I am puppy-sitting at the moment and ‘enjoying’ early morning rambles with two mini dachshunds called Drake and Bear. A pattern is emerging!
I was already four sticks up by the time we reached the park. Well, four sticks and a little black plastic sack, warmly containing last night’s dinner. Not my own, you understand.
I had learned over the week that sticks must be collected on the way. No good waiting till we reached St Boniface, a park so neat it looked freshly hoovered. Never a stick in sight, and sticks were currency in this game.
Manic tails and panting bodies swirled round my sodden ankles, the leads threatening to turn me into a cat’s cradle. Eager eyes darted from my hand to my face and back again, willing me to start. ‘Do it! Do it!’ was the unspoken plea, eight tiny feet almost lifting off the ground simultaneously.
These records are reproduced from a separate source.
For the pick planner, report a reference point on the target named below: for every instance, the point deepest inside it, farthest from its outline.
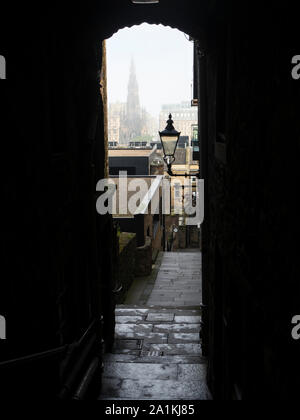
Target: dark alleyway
(57, 283)
(157, 353)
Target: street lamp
(169, 139)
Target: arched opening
(59, 255)
(150, 74)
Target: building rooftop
(130, 152)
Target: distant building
(129, 123)
(133, 161)
(184, 116)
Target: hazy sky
(164, 64)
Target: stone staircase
(157, 355)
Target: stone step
(127, 358)
(154, 389)
(154, 308)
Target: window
(145, 1)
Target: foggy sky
(164, 65)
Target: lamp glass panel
(169, 144)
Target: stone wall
(126, 264)
(143, 260)
(250, 258)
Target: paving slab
(172, 328)
(140, 371)
(183, 338)
(153, 338)
(192, 372)
(124, 329)
(177, 349)
(129, 319)
(160, 317)
(130, 358)
(187, 319)
(155, 389)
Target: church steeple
(133, 117)
(133, 99)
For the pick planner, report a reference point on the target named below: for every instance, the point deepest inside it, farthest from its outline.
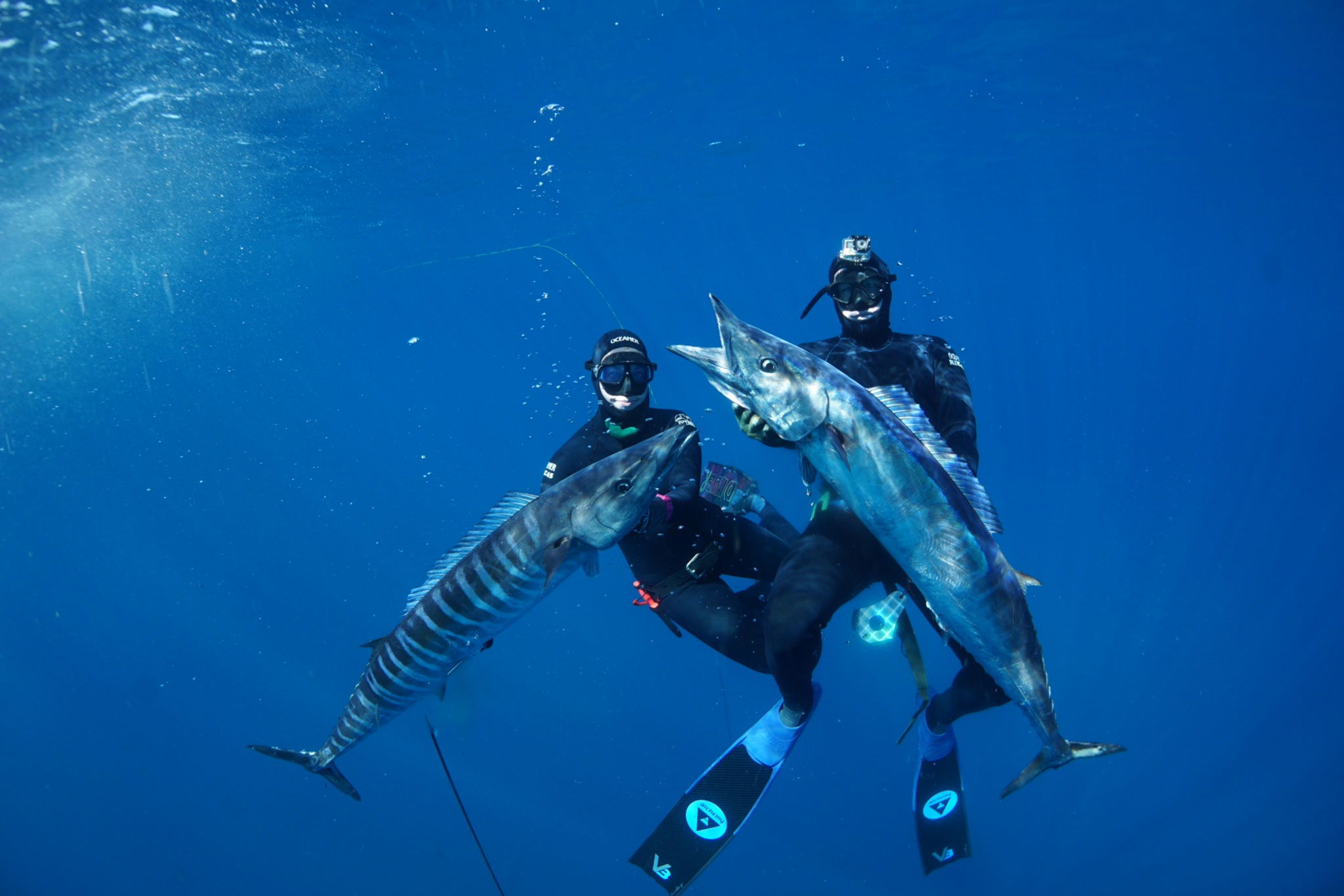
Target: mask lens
(858, 295)
(613, 374)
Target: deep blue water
(225, 460)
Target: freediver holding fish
(918, 501)
(516, 555)
(684, 546)
(837, 556)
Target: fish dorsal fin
(898, 401)
(497, 516)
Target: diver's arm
(952, 413)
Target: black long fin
(459, 797)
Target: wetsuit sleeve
(955, 417)
(684, 479)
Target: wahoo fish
(516, 555)
(885, 458)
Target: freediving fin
(941, 829)
(710, 815)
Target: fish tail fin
(308, 760)
(1049, 758)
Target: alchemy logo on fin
(940, 805)
(706, 820)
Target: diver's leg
(971, 691)
(746, 548)
(727, 621)
(828, 565)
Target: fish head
(619, 489)
(773, 378)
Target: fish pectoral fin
(554, 558)
(377, 642)
(837, 442)
(1026, 580)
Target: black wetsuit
(836, 556)
(709, 609)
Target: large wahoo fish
(505, 566)
(890, 465)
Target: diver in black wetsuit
(836, 556)
(682, 527)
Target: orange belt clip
(647, 598)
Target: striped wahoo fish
(890, 465)
(516, 555)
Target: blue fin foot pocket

I inhaled deeply, drew back my arm and hurled with all the gusto of an Olympic shot-putter. The dogs were there before the stick hit the ground, muzzles entwined round the stick in a ferocious battle to the death, snarls and growls worthy of a Savanna lion pack.
I raised my arm, stick two held tauntingly aloft. Heads jerked up. A stampede towards me gave me time for my overarm serve. Screeching into reverse, the pups whirled round in a frantic bid to get first chew, their feet skidding on the slippery surface.
Bits of bark, wood pulp and saliva spattered off ecstatic faces, soon reducing the stick to splinters. And they were back. ‘Quick! Quick! Throw the next one!’
I shifted tactics, attempting a sideways lob that would make them run a bit harder. To no avail. Their beady eyes took in the direction of my gaze and their squat little bodies had stick three aloft before I could draw my next breath.
Hmm. Only one remaining. I needed to make this last. I tried picking up the remains of stick one, fingers squirming against the slavvery wood pulp, but it had lost its aerodynamics and landed with an unsatisfactory plop just feet from my sodden trainers.
Nothing more for it. Stick four it was. I hefted it back and forth a few times, swinging to get the best possible trajectory. I found myself wincing, realising I had developed ‘flinger’s arm’, but persevered nonetheless. It was a good throw, high and long and promised to give them a good run for their sturdy little legs.
Amazed, I noticed them rooted to the spot, looking at me with keen interest and around about to see what had happened to the stick. My frantic pointing, shouting ‘Over there! Over there!’ was to no avail. When you’re less than fourteen inches from feet to ears, a stick thrown six feet in the air might as well have gone to Mars.
Wandering back, the sun warming our faces and lighting the dew-soaked grass alongside us, the sky seemed so blue it could go on forever.